British Prime Minister Boris Johnson and the EU on Thursday gave themselves a week to agree on a Brexit plan. Otherwise, the UK will be heading for either a no-deal exit or another humiliating postponement of its departure from the EU.
While support is building for Johnson’s proposals at home, the EU’s chief negotiator, Michel Barnier, told a private meeting of European senior diplomats that the latest British blueprint for post-Brexit arrangements along the border with Ireland falls far short of his conditions for a deal, three EU officials said.
Johnson’s challenge is to reach a compromise with Brussels without losing his new converts at home.
The EU is to make a decision in a week about whether the two sides are closing in on a deal, having demanded the British government come up with a better offer.
In a sign of the determination to thrash out an agreement, David Frost, Johnson’s envoy to the EU, immediately resumed talks in Brussels that continued yesterday.
Johnson himself could hold meetings in several European capitals over the weekend, officials said.
After politely welcoming the proposals on Wednesday, the main European institutions broke cover to criticize the plans.

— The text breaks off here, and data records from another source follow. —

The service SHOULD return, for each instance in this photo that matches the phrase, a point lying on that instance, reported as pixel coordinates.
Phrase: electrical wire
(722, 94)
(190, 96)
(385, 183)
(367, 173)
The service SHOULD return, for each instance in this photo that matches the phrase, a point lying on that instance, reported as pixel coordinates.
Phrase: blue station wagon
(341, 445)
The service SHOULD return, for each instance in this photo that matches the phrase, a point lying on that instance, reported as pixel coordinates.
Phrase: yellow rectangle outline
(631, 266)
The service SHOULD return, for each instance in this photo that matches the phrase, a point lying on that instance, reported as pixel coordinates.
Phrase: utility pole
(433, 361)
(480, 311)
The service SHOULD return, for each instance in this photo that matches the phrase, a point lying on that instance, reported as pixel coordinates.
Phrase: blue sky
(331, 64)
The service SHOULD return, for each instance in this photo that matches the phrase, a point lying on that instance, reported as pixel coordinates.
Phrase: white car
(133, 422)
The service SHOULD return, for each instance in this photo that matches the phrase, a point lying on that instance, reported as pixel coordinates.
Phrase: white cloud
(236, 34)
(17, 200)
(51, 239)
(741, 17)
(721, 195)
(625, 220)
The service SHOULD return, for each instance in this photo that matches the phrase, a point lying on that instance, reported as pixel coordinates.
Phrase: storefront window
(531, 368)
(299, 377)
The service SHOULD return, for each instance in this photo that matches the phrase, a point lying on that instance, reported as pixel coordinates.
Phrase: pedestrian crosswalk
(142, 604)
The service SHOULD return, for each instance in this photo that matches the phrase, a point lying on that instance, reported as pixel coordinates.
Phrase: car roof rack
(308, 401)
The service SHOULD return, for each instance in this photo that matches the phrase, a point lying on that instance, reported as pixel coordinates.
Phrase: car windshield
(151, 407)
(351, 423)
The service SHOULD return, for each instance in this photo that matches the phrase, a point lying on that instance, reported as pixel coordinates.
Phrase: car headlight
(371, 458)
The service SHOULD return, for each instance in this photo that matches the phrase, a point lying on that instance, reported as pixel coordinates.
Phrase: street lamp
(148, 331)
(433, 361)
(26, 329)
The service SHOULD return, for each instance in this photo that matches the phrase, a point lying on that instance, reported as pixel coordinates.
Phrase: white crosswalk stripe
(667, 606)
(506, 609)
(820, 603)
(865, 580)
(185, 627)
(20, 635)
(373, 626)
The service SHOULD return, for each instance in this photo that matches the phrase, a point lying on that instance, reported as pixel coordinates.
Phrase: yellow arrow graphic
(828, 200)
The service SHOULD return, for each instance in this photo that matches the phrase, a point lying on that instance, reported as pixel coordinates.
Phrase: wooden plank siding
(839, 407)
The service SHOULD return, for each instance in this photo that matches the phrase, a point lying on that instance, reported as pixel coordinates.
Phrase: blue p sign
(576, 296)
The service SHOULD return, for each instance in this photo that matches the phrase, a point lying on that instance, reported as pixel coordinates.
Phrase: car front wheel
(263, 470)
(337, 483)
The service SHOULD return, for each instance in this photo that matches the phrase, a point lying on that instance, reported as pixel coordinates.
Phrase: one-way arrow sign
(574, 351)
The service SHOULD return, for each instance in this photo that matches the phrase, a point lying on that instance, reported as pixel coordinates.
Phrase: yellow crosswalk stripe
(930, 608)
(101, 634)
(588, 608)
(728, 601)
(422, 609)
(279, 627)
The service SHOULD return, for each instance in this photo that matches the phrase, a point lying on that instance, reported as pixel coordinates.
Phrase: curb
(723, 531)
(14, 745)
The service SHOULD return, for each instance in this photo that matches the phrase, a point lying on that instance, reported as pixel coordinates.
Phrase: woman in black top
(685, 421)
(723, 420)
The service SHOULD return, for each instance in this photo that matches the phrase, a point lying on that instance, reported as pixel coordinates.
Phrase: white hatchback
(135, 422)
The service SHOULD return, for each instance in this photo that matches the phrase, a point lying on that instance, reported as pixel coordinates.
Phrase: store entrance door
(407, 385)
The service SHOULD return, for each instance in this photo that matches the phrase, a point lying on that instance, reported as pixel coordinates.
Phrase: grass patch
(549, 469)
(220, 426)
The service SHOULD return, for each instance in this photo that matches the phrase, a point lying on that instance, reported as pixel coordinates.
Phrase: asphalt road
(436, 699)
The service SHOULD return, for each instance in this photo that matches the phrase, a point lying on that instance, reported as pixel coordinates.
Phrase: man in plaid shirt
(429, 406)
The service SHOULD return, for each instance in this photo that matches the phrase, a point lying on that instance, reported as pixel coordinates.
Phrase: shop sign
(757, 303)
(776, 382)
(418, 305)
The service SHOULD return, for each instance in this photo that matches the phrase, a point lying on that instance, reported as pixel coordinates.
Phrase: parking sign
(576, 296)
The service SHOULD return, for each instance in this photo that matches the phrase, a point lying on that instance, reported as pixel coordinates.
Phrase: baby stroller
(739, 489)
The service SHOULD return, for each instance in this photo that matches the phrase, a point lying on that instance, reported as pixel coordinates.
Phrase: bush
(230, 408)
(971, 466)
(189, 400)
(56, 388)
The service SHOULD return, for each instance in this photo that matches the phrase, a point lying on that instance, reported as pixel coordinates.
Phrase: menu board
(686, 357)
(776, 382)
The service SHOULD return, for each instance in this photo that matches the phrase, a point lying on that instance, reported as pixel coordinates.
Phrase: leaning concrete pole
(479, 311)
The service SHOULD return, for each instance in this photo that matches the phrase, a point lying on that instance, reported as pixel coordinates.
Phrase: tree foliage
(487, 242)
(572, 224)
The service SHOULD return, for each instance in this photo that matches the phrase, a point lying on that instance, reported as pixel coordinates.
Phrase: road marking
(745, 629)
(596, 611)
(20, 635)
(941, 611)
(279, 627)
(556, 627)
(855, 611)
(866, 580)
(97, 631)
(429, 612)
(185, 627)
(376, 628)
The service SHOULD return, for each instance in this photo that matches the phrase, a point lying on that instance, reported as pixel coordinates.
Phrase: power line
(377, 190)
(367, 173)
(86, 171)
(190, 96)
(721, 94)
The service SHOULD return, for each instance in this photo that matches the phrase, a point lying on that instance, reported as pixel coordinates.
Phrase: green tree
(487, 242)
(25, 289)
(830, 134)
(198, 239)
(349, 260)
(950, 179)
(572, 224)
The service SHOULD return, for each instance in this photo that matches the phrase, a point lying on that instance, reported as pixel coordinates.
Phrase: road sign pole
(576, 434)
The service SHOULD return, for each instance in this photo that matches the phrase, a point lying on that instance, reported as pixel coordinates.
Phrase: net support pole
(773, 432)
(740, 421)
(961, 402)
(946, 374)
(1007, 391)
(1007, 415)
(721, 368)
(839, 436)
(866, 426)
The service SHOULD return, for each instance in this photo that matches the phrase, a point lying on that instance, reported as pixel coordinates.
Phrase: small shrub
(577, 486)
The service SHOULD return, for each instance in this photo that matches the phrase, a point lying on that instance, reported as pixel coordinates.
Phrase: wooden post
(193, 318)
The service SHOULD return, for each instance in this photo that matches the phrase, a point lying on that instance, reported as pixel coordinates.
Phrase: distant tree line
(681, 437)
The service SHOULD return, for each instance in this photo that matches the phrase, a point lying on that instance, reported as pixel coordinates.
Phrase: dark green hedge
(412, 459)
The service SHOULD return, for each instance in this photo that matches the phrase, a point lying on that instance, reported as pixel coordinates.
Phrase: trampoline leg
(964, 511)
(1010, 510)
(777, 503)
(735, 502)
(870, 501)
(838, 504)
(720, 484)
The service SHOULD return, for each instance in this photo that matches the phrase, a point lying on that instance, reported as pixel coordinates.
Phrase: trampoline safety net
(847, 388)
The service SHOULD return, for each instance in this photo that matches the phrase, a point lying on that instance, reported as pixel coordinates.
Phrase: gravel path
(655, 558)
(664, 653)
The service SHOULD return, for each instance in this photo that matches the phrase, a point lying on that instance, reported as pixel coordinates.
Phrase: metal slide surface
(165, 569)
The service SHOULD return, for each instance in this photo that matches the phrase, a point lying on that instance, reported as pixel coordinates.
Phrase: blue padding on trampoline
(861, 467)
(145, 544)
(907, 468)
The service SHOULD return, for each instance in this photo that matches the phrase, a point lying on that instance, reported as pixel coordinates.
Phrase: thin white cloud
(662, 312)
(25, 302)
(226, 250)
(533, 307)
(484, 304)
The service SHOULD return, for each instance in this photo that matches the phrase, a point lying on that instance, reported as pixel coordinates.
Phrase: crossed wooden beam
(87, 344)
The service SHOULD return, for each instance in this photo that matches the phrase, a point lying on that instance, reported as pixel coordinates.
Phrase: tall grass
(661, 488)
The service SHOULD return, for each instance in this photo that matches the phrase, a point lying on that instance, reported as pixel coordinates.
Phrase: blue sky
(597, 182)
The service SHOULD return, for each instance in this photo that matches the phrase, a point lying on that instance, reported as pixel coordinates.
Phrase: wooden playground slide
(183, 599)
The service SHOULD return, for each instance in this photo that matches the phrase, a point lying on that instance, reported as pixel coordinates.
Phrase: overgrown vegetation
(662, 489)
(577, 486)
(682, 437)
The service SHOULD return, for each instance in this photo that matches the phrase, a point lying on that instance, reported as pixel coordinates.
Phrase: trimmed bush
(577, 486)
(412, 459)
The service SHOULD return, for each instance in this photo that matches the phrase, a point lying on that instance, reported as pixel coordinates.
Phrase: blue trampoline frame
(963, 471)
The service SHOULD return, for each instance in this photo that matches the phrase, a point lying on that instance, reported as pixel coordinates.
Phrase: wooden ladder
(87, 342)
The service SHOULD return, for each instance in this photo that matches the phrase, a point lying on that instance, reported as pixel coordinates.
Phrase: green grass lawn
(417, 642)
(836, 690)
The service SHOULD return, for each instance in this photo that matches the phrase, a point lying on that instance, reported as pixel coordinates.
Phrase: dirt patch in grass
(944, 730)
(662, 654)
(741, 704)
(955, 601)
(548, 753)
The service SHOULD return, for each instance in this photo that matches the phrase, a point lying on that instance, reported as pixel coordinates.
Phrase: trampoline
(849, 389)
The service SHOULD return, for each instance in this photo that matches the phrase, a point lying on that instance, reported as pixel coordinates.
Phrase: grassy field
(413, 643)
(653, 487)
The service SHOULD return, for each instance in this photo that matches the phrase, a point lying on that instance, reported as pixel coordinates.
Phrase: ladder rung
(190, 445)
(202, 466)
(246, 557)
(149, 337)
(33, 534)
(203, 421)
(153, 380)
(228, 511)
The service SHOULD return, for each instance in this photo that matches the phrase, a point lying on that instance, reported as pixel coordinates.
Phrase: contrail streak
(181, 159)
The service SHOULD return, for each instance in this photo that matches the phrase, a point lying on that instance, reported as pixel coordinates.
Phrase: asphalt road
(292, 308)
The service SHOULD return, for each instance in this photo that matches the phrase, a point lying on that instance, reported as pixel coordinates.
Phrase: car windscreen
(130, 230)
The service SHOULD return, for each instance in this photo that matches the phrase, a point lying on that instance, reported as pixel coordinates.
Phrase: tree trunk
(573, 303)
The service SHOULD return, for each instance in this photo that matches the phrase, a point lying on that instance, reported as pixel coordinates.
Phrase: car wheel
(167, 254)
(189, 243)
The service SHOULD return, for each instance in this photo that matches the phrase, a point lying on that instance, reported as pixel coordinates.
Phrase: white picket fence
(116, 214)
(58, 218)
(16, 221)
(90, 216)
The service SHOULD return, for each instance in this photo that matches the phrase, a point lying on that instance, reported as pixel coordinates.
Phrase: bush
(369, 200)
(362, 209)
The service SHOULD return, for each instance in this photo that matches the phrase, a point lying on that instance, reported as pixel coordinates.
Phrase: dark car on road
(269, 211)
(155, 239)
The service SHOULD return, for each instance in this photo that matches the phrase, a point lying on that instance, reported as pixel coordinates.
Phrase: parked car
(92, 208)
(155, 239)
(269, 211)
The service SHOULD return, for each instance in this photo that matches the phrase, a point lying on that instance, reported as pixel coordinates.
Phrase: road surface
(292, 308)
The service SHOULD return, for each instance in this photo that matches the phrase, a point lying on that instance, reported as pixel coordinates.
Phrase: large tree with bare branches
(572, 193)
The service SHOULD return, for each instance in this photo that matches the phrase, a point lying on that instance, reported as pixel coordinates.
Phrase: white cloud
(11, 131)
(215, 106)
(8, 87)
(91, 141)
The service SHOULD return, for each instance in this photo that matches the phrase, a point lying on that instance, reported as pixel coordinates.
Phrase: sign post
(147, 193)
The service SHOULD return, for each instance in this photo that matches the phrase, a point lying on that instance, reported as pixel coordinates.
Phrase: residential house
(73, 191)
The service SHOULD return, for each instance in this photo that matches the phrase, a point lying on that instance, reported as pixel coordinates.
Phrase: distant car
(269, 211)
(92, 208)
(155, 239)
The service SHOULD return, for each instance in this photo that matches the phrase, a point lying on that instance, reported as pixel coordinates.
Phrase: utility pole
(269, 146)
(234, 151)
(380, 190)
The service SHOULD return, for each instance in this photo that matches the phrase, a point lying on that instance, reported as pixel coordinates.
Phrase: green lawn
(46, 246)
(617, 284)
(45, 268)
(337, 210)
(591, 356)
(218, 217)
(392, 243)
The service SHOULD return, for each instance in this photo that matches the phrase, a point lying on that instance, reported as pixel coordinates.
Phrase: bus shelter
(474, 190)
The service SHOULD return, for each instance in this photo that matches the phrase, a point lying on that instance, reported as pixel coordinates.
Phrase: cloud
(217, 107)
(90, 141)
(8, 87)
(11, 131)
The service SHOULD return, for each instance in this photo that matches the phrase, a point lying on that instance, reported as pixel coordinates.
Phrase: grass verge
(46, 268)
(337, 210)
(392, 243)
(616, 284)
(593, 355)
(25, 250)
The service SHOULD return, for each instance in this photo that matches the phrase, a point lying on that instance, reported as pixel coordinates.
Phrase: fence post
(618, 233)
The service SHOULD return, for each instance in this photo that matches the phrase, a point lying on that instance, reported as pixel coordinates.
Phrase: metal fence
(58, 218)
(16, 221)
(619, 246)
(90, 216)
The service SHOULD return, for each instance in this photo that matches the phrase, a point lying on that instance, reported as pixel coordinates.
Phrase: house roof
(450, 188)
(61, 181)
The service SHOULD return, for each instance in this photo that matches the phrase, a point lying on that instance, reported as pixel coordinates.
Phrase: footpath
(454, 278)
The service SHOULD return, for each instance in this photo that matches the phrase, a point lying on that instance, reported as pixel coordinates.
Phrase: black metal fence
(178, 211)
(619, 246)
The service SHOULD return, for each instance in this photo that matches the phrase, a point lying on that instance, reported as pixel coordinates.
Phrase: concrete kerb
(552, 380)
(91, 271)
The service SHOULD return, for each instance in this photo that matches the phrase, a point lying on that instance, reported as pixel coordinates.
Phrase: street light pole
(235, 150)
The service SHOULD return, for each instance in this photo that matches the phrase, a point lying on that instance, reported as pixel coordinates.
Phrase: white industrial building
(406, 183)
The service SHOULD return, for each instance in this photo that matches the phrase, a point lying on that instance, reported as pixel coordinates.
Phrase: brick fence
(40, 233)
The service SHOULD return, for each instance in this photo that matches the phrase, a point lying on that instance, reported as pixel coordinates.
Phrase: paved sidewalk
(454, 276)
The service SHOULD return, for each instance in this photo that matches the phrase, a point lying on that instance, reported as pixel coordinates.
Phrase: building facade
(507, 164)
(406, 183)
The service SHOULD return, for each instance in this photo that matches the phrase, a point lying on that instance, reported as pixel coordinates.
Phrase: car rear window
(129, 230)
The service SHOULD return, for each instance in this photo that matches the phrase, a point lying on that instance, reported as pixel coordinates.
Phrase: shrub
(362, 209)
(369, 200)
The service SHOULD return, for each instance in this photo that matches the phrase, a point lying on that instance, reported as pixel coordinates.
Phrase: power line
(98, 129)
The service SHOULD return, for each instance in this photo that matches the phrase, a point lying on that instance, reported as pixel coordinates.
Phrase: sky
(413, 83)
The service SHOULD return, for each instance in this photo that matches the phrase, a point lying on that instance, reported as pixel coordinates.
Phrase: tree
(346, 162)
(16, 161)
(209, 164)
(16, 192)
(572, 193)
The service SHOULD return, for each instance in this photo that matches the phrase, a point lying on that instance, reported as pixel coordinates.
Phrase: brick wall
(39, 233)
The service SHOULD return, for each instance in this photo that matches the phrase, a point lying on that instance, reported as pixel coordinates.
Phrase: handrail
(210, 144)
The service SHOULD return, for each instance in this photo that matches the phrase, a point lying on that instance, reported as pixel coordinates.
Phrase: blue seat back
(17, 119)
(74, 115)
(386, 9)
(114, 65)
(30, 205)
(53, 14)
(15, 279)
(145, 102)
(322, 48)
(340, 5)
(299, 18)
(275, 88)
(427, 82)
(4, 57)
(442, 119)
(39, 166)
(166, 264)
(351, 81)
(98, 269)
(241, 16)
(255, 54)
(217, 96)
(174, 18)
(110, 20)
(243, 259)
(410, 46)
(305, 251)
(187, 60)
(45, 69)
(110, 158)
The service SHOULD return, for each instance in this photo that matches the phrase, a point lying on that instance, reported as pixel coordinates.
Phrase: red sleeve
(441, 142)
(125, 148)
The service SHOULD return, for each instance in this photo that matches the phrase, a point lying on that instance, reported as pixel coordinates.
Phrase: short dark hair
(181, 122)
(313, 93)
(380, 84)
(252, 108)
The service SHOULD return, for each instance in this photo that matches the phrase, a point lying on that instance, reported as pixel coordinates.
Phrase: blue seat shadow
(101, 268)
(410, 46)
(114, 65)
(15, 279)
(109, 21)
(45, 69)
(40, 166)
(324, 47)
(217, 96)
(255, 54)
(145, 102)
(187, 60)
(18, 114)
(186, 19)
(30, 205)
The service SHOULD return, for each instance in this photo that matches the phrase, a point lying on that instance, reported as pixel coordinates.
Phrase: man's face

European Council President Donald Tusk, who spoke by telephone to Johnson and Irish President Leo Varadkar, said he was “unconvinced” by the proposals.
European Commission President Jean-Claude Juncker described them as “problematic,” while the European Parliament, which has a veto over the final deal, said it had “grave concerns.”
A spokeswoman for the British government said it does not accept the downbeat assessment from European leaders and that progress has been made.
Failure to reach a deal would set the UK on course for a constitutional showdown with few precedents: Johnson has promised to pull the UK out of the EU on Oct. 31 whether the talks succeed or not, while Parliament has already legislated to prevent him pulling the UK out of the EU without a withdrawal agreement.
A Scottish court is to start hearing a case on Friday designed to ensure he complies.